Human-Computer Interaction 2000

August, 2000


Designing the User Interface for Multimodal Speech and Pen-based Gesture Applications: State-of-the-Art Systems and Future Research Directions (paper, figures)
Sharon Oviatt, Oregon Graduate Institute of Science and Technology, Phil Cohen, Oregon Graduate Institute, Lizhong Wu, HNC Software, John Vergo, IBM T. J. Watson Research, Lisbeth Duncan, The Boeing Company, Bernhard Suhm, BBN Technologies, Josh Bers, BBN Technologies, Thomas Holzman, NCR, Terry Winograd, Stanford University, James Landay, University of California at Berkeley, Jim Larson, Intel, & David Ferro, Unisys

ABSTRACT

The growing interest in multimodal interface design is inspired in large part by the goals of supporting more transparent, flexible, efficient, and powerfully expressive means of human-computer interaction than in the past.
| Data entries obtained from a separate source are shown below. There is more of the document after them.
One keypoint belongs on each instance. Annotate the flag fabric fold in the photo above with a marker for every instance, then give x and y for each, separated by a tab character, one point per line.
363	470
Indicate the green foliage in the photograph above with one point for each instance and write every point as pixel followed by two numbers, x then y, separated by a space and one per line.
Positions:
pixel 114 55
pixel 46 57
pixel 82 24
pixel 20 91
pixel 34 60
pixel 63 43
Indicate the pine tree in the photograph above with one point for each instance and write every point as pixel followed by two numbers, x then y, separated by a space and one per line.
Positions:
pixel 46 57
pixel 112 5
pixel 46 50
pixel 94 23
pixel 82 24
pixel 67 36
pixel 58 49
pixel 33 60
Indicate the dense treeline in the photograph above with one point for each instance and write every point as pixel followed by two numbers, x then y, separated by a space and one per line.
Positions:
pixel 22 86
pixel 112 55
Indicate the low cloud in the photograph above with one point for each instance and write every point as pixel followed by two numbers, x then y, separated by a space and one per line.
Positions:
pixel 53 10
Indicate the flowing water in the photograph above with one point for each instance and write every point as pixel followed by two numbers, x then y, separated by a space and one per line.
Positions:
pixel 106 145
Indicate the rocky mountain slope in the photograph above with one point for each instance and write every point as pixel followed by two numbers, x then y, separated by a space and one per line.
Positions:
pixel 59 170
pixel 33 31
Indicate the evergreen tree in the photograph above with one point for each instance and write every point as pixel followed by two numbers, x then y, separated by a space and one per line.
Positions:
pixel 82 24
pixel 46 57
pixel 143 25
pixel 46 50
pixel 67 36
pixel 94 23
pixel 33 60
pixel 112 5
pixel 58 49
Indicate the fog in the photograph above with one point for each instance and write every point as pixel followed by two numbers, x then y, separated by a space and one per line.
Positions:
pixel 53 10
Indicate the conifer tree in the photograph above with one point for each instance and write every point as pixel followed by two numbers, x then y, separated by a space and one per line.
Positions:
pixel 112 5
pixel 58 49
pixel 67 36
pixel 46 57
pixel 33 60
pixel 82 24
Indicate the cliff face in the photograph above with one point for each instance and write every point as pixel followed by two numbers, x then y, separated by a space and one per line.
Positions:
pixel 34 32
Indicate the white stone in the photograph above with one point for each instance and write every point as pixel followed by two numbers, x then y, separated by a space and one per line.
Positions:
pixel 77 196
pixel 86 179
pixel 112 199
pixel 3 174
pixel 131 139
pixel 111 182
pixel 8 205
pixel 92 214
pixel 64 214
Multimodal interfaces are expected to support a wider range of diverse applications, to be usable by a broader spectrum of the average population, and to function more reliably under realistic and challenging usage conditions. In this paper, we summarize the emerging architectural approaches for interpreting speech and pen-based gestural input in a robust manner- including early and late fusion approaches, and the new hybrid symbolic/statistical approach. We also describe four diverse state-of-the-art multimodal systems that process users' spoken and gestural input. These applications range from map-based and virtual reality systems for engaging in simulations and training, to field medic systems for mobile use in noisy environments, to standard text-editing applications that will reshape daily computing and have a significant commercial impact. To realize successful multimodal systems of the future, among the key research challenges that remain to be addressed are the development of new multimodal interface concepts, more robust architectures and better error handling techniques, and intelligently adaptive multimodal architectures. Before this new class of systems can proliferate, multimodal research infrastructure and software tools also will be needed to promote the development of both simulated and functioning systems.